In their invasive range in Florida, they are found most frequently in south Florida, particularly in the Florida Everglades. Populations have also been found in north Florida and the Florida panhandle.
Diet of the Burmese Python
These reptiles will eat just about any animals they can sink their teeth into. They are carnivores, which means that they feed on meat and virtually no plant matter. It is not uncommon to find snakes near human habitation simply because of an increased vermin (and thus prey) population.
Prey species depends greatly on their size. Smaller snakes will eat rats, mice, rabbits, birds, and other appropriately sized prey. Larger individuals will feed on pigs, goats, deer, and even alligators.
Burmese Python and Human Interaction
In their wild range, these creatures are actually considered Vulnerable by the IUCN Red List. Habitat destruction reduces population numbers, but illegal capture for the pet trade is even more detrimental. In many places in the United States it is illegal to own this species of snake as a pet. These reptiles are also captured and killed for their meat and skin, which is used in the leather market.
Though captive breeding populations and selective breeding has occurred in the pet trade, this species has not been undergoing change for long enough to be considered domesticated.
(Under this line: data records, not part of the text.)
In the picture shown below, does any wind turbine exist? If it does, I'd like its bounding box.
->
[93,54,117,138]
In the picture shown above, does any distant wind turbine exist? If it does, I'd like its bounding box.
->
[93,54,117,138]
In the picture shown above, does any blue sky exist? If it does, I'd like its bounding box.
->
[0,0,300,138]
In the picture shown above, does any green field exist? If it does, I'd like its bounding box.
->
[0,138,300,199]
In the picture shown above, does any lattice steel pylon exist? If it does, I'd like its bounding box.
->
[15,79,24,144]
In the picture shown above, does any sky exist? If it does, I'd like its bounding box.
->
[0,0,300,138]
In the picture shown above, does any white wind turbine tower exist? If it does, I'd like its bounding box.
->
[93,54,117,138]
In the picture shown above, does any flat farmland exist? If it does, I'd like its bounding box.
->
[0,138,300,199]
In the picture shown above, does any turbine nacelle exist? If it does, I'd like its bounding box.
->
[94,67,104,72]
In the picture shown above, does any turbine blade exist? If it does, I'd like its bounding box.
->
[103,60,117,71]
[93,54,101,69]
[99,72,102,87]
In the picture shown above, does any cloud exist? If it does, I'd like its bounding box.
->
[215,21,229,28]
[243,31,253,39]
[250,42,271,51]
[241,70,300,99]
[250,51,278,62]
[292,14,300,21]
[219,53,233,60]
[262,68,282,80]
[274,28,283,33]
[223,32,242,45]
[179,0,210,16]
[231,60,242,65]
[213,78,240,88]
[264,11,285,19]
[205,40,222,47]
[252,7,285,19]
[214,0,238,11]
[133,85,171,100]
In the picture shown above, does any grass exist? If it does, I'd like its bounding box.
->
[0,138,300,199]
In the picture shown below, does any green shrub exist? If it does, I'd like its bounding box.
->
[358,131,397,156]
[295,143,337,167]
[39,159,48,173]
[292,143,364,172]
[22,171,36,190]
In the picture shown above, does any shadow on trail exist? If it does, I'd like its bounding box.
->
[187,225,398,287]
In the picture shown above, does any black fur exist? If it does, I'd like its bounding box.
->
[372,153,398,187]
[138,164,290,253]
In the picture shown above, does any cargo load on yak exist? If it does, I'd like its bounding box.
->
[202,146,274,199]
Does the Burmese Python Make a Good Pet
For the most part, these snakes do not make good pets. Only a seasoned expert with all the correct permits and licenses can or should legally own this species. They can grow quite large, and while they are not extremely dangerous to humans, housing such a lengthy snake can prove to be difficult.
Burmese Python Care
In a zoological setting, these large reptiles must be provided with adequate housing space. Their natural habitats have very high humidity, and their enclosures much match this environment for the animal to stay healthy.
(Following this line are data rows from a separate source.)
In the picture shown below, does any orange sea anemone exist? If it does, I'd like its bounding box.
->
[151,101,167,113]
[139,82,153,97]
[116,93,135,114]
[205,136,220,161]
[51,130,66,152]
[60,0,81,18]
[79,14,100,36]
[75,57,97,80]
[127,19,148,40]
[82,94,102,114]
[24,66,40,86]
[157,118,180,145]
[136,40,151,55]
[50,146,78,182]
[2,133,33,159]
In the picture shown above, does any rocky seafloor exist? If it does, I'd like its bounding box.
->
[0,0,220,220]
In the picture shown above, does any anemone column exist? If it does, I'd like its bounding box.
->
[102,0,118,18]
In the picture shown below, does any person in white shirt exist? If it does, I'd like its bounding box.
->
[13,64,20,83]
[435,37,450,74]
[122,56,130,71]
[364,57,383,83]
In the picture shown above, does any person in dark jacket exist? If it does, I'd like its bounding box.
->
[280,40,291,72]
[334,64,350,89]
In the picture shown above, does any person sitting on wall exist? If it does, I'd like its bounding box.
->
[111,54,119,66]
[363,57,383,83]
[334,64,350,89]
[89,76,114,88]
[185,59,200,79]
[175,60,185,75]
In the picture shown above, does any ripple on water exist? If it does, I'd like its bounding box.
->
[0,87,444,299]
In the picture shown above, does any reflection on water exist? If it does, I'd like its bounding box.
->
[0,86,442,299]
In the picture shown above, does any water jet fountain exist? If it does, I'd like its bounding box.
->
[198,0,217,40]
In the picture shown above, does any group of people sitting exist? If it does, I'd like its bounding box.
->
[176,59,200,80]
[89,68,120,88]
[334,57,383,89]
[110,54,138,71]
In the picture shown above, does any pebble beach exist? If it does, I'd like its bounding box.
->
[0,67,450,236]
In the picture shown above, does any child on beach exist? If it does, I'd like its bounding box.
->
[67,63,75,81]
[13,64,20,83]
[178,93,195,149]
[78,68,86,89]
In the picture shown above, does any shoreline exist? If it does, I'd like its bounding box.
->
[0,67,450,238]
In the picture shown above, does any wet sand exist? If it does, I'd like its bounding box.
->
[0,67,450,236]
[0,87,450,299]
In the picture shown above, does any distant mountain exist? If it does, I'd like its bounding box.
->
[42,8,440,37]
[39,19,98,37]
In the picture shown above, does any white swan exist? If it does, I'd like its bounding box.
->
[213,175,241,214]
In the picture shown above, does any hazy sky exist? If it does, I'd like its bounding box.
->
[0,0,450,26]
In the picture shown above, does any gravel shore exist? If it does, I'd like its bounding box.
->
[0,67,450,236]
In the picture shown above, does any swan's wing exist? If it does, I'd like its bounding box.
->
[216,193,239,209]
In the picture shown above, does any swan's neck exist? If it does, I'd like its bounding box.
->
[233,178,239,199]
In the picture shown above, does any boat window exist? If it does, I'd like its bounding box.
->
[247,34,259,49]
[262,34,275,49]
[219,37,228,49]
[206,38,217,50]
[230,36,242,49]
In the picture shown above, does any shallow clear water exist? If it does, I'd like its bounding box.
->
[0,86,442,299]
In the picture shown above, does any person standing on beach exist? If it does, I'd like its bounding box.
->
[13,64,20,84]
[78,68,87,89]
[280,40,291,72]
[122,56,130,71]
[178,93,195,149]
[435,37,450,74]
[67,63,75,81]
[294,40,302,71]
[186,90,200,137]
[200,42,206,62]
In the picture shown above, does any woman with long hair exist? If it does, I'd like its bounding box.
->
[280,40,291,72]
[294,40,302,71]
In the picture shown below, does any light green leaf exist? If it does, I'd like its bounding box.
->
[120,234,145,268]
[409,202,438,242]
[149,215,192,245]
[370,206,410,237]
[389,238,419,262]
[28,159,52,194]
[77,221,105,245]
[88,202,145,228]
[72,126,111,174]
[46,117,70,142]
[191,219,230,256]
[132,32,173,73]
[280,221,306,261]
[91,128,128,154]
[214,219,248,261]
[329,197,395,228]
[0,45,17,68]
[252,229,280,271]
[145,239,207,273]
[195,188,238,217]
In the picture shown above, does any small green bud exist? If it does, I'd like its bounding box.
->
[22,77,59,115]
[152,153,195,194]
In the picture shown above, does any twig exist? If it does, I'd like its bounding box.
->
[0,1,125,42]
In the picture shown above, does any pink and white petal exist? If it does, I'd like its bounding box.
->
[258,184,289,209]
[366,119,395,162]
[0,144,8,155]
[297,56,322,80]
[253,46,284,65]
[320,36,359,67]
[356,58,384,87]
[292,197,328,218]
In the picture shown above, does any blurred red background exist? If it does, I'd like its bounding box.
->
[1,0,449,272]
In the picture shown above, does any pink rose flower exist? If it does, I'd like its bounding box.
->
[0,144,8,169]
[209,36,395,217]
The temperature in their habitat must remain in the mid-80s F, and they should be provided with a light source and heat pad. It is also important to keep a temperature gradient within the enclosure so the snakes have the option of choosing the optimal temperature themselves. Perhaps the most important aspect of their enclosure is ensuring that it is secure, to ensure the snake cannot escape.
Behavior of the Burmese Python
For the most part, these reptiles are solitary creatures. They will only interact with one another for the sake of breeding. Most of their hunting occurs at night, and they bask in the sun during the day.
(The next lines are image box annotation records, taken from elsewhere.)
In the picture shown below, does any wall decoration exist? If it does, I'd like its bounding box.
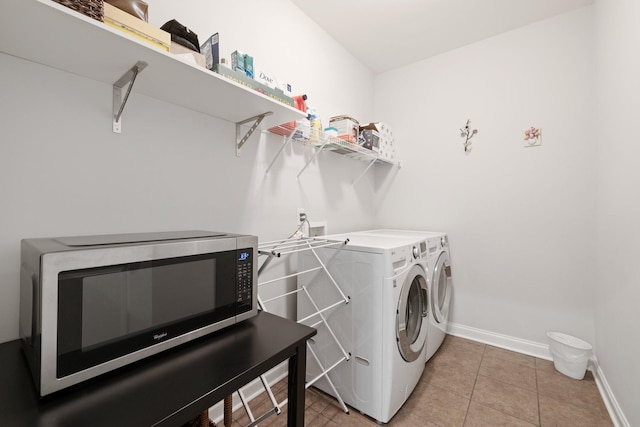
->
[460,120,478,154]
[524,126,542,147]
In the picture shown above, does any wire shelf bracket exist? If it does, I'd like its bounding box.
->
[111,61,149,133]
[236,111,273,157]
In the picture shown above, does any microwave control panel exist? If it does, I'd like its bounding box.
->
[236,248,253,303]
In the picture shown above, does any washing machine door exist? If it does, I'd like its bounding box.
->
[396,265,429,362]
[431,251,451,323]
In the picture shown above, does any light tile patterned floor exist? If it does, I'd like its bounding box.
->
[228,336,613,427]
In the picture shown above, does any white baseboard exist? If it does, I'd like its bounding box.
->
[209,361,288,425]
[447,323,631,427]
[447,323,552,360]
[591,356,631,427]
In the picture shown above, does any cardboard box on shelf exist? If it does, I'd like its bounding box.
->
[358,123,380,152]
[329,115,360,144]
[213,64,294,107]
[104,3,171,52]
[169,41,207,68]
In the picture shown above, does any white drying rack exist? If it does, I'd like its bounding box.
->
[238,237,351,426]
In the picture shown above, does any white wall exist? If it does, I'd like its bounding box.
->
[595,0,640,426]
[375,8,596,343]
[0,0,375,342]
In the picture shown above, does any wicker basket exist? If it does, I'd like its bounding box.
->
[53,0,104,22]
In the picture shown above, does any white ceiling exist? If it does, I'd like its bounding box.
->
[291,0,594,73]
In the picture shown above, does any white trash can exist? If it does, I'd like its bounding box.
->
[547,332,593,380]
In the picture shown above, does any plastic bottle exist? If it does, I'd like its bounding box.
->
[293,95,310,140]
[293,95,307,113]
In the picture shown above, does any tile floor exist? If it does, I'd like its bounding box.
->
[228,336,613,427]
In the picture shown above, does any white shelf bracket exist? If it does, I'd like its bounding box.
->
[236,111,273,157]
[351,158,378,185]
[112,61,149,133]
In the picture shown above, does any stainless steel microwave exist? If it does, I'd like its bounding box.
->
[20,231,258,396]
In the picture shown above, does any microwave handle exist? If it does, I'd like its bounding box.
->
[29,275,40,345]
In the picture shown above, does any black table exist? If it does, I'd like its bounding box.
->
[0,312,316,427]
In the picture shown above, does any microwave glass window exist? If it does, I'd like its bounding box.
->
[57,250,240,377]
[81,259,216,350]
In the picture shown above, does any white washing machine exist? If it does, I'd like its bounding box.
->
[350,229,453,362]
[298,232,429,423]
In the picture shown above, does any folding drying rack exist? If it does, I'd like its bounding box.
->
[232,237,351,426]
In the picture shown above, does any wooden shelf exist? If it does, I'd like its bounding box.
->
[0,0,304,129]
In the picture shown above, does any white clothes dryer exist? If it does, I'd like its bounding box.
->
[297,233,428,423]
[352,229,453,362]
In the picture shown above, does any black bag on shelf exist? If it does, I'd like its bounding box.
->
[160,19,200,53]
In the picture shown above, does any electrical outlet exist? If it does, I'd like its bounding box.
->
[296,208,307,225]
As ambush predators, they spend most of their time hiding in the underbrush waiting for prey to come to them. When temperatures get very low in the winter they will greatly reduce their activity level and go into a pseudo-hibernation called brumation.
Reproduction of the Burmese Python
After breeding, females will lay between 12 – 36 eggs, usually in March or April. She will incubate her eggs using her body. Twitching her muscles can effectively increase the ambient temperature around the eggs. After they hatch, she will leave the young snakes to fend for themselves. Incubation times are usually around 60 days, but can vary by individual.